- Fennell Bay
- Coordinates: 32°59′38″S 151°35′53″E﻿ / ﻿32.994°S 151.598°E
- Country: Australia
- State: New South Wales
- City: Greater Newcastle
- LGA: City of Lake Macquarie;
- Location: 3 km (1.9 mi) N of Toronto;
- Established: 1882

Government
- • State electorate: Lake Macquarie;
- • Federal division: Hunter;

Area
- • Total: 3.8 km^{2} (1.5 sq mi)

Population
- • Total: 1,780 (2021 census)
- • Density: 468/km^{2} (1,213/sq mi)
- Postcode: 2283
- Parish: Awaba
Suburbs around Fennell Bay
| Teralba | Teralba | Booragul |
| Fassifern | Fennell Bay | Woodrising |
| Blackalls Park | Lake Macquarie | Bolton Point |

= Fennell Bay =

Fennell Bay is a lakeside suburb of the City of Lake Macquarie, Greater Newcastle in New South Wales, Australia north of the town of Toronto on a bay of the same name, on the north western shore of Lake Macquarie.

== Geological history and anthropology ==
The Aboriginal people, in this area, the Awabakal, were the first people of this land. Fennell Bay is the first place of Reservation to preserve fossil forests in Australia, and via the missionary-recorded early stories of native inhabitants, this fossil forest also holds significance to geological and Aboriginal history alike. The forest is of Permian age, composed of the same trees as formed the nearby coal seams (coal being subsequently mined on the western side of the Bay, in the Southern Pacific Colliery). The trees, now silicified and still upstanding, are believed to have been buried in volcanic ash erupted from a volcano somewhere east of the present day coastline.

The Fennell Bay fossil forest was first recorded in 1834, in the writings of a famous missionary, the Reverend L.E. Threlkeld.

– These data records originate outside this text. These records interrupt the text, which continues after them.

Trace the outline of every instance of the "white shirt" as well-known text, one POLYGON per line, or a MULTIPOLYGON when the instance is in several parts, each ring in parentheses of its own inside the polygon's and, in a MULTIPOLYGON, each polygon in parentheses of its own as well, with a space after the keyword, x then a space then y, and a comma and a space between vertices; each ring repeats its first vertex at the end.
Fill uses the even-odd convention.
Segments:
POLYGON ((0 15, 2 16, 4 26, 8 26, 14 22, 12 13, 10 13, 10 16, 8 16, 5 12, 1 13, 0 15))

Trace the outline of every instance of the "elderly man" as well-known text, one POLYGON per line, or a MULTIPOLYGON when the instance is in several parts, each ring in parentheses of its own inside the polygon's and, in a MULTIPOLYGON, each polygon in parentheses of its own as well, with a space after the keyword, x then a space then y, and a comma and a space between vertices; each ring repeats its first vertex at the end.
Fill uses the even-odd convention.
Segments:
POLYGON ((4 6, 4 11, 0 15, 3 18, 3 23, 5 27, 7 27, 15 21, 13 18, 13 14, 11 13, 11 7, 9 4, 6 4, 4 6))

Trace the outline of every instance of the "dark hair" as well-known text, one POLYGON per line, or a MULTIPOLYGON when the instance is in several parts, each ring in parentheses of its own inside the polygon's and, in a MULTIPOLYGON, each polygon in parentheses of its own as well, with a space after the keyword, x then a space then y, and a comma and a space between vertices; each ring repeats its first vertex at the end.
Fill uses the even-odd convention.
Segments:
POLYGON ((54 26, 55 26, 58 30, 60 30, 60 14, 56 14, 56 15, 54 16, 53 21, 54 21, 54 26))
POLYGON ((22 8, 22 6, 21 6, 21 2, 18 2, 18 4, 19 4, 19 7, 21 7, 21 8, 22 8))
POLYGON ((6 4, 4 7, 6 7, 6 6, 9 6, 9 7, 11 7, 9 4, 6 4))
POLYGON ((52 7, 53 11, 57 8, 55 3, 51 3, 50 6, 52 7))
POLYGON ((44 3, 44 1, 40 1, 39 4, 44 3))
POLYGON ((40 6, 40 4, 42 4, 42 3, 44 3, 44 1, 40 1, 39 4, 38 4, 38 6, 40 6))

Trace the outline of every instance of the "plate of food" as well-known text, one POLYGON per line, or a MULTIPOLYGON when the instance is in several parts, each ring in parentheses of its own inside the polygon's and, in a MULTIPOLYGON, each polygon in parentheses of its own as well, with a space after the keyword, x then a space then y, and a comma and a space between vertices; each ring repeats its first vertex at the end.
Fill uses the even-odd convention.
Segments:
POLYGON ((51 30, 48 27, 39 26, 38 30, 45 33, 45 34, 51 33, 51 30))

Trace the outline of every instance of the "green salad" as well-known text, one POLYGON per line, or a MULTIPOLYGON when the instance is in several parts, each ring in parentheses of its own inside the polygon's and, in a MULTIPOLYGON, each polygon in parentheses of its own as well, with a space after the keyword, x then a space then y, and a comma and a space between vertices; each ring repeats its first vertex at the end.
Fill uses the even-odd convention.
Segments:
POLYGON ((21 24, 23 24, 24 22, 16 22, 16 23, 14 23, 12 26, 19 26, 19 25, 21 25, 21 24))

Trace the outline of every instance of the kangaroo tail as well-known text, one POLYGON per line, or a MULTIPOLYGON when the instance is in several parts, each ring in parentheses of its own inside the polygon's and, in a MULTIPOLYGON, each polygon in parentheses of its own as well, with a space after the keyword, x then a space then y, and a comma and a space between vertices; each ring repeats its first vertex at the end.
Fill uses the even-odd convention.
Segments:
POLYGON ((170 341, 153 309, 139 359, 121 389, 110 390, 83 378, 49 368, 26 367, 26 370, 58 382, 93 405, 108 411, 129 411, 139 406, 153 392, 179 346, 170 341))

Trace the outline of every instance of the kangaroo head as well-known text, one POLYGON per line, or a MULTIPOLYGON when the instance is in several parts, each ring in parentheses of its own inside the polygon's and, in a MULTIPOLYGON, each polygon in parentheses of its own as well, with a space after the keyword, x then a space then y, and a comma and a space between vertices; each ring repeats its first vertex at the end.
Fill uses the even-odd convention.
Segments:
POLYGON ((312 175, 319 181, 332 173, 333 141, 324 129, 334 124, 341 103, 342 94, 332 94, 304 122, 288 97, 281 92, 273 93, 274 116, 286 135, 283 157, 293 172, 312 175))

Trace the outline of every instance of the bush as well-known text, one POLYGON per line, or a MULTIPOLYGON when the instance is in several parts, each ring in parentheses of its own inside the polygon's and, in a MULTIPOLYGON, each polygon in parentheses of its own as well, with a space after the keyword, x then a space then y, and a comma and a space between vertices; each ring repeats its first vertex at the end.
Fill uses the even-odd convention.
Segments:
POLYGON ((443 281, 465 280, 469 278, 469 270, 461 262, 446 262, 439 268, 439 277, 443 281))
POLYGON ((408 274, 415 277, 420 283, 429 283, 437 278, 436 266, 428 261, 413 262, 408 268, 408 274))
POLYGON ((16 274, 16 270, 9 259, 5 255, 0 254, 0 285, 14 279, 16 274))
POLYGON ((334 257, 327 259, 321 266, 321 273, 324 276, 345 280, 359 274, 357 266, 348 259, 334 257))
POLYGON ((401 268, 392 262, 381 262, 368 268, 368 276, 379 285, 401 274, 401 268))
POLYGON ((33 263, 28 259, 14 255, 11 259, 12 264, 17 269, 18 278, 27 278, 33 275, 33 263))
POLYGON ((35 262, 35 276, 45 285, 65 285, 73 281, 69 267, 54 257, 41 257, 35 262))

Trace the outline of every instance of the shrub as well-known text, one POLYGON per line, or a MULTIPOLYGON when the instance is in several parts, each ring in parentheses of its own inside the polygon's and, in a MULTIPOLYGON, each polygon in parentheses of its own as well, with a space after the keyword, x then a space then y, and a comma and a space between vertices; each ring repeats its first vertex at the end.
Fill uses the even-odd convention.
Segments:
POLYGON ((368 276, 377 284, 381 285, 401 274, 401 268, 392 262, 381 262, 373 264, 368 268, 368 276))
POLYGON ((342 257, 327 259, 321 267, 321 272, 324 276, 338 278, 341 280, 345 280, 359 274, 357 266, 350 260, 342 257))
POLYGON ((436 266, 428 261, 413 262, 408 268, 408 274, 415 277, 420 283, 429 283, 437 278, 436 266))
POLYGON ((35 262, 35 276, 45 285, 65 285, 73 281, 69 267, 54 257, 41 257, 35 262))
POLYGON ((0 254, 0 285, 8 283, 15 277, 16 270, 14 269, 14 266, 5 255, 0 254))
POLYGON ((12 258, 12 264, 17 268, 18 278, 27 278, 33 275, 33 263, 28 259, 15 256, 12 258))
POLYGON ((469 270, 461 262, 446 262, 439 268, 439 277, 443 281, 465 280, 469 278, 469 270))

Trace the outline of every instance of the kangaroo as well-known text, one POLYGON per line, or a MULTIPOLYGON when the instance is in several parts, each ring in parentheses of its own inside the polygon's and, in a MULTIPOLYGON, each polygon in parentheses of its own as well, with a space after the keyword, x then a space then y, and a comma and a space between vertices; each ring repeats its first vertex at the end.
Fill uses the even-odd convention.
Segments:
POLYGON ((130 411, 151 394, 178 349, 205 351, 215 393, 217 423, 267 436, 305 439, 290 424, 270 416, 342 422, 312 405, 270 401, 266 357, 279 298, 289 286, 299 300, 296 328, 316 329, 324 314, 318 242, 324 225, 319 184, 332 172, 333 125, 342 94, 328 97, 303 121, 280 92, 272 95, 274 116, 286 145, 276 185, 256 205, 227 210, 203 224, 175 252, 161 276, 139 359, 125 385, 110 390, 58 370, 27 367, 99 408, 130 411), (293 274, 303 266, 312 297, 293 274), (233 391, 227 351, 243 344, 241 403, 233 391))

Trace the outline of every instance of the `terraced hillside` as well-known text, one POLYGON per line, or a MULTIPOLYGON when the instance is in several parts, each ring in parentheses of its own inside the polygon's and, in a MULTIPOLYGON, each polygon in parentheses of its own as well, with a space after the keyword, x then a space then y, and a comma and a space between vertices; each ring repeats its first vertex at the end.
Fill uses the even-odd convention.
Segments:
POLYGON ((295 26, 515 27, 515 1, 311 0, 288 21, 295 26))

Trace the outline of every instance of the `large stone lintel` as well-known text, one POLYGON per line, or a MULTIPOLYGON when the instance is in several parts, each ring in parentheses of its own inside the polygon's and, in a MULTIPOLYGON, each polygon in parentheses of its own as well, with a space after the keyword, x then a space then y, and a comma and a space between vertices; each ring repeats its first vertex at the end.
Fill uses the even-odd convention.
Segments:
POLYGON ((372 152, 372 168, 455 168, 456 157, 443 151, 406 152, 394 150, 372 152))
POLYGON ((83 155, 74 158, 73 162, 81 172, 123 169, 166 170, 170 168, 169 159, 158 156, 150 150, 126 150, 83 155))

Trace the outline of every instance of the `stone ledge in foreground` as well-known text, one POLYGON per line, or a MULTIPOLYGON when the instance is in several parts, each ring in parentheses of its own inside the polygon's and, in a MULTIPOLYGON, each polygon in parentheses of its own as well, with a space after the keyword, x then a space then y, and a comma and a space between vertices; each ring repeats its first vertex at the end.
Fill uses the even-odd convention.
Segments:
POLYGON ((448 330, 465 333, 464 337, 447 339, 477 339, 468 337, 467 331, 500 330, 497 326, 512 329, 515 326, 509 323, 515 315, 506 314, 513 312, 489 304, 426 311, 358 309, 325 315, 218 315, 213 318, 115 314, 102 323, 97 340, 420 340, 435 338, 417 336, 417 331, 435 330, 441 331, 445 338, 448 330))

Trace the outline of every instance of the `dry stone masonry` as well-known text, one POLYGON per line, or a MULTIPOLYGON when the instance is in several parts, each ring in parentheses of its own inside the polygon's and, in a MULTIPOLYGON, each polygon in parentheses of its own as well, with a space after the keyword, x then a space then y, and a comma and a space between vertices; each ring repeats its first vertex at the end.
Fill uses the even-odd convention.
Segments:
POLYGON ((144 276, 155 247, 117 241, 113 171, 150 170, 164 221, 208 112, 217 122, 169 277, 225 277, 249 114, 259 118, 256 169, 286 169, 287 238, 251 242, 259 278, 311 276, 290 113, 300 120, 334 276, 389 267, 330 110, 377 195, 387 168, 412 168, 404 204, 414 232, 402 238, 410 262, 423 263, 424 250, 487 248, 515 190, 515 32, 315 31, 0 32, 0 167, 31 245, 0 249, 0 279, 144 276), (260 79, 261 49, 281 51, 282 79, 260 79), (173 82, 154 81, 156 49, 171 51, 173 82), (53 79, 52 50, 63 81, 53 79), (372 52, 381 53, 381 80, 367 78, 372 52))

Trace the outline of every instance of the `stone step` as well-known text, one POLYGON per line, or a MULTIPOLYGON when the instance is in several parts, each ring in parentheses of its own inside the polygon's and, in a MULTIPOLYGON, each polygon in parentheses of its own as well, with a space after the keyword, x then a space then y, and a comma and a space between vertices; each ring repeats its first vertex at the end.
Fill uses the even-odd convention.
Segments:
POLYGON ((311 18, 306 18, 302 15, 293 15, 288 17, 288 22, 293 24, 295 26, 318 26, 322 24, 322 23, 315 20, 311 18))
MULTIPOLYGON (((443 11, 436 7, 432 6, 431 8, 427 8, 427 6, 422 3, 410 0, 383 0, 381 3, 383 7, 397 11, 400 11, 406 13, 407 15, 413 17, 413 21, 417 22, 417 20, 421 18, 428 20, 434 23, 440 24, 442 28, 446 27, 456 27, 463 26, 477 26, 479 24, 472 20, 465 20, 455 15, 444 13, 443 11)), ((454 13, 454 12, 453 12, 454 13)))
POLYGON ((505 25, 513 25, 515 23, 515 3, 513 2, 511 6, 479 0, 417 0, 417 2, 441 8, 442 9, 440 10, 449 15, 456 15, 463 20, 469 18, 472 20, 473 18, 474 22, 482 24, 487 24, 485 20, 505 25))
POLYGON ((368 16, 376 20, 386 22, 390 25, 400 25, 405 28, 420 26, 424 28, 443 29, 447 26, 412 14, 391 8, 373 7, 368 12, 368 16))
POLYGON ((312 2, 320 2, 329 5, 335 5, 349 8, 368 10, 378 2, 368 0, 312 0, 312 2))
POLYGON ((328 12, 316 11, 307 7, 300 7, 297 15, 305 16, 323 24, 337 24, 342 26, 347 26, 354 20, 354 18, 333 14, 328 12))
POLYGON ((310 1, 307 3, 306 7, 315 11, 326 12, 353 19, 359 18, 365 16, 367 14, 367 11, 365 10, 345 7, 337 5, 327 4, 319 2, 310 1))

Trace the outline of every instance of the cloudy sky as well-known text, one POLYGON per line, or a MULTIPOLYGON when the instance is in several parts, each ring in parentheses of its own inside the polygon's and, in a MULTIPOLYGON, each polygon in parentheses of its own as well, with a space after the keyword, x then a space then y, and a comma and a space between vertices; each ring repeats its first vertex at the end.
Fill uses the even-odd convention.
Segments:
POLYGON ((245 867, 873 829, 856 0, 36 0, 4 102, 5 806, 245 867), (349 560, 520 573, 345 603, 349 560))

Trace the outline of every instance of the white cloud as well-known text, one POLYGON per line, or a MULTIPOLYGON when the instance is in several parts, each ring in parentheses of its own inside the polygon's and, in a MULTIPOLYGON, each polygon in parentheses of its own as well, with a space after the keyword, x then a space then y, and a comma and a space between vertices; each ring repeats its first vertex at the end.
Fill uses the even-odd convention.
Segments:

The record is in his "An Australian Grammar: comprehending the principles and natural rules of the language, as spoken by the Aborigines in the vicinity of Hunter’s River, Lake Macquarie, &c., New South Wales" (Stephens & Stokes, Sydney, 1834, 131pp.). The following note on the fossil forest is contained therein on page 51: "Kurra-kurran, the name of a place in which there is almost a forest of petrifications of wood, of various sizes, extremely well defined. It is in a bay at the north-western extremity of Lake Macquarie. The tradition of the aborigines is, that formerly it was one large rock which fell from the heavens and killed a number of blacks who were assembled there; they had gathered themselves together in that spot by command of an immense iguana, which came down from heaven for that purpose; the iguana was angry at their having killed lice by roasting them in the fire; those who had killed the vermin by cracking them, had been previously speared to death by him with a long reed from Heaven! At that remote period, the moon was a man named Pontobug; and hence the moon is called he to the present day; but the sun, being formerly a woman, retains the feminine pronoun she. When the iguana saw all the men were killed by the fall of the stone, he ascended up into Heaven, where he is supposed to be now."

In 1842 the fossil forest was visited by the pastor of Parramatta, the Reverend W.B. Clarke (a.k.a. to some as "The Father of Australian Geology") who was highly impressed by it and wrote a paper on it. This paper, "On a Fossil Pine Forest at Kurrur-Kurran, in the inlet of Awaaba [Lake Macquarie], East Coast of Australia" was communicated to London, the then centre of the English-speaking geological world. It represents one of the very earliest serious geological deliberations to have come out of Australia. He communicated the matter to British colleagues via his patron at Cambridge University, Adam Sedgwick. Clarke sent two large sections of the silicified trees to England with his paper, and wrote in his covering note "I think you will not be displeased with this my first contribution from Australia".

At a time when evolution was not a terribly old or accepted theory, particularly within the religious fraternity, the Fennel Bay forest had a large impact on Reverend Clarke's mind, as he wrote the words "The train of thought which is excited by this scene is highly curious, and in few places in the world can the quiet and daily processes of natural growth and decay, the forms of living and dead things, and the successive changes and reproductions of matter, owing to the operations of most powerful though secretly evolving causes, be so prominently displayed, as in this singular picture of the past and the present".

== European history ==
The area was subdivided in 1882. Early industry included a sawmill and a mine. The first school opened in 1959, and the school today maintains an Aboriginal interpretative and cultural centre.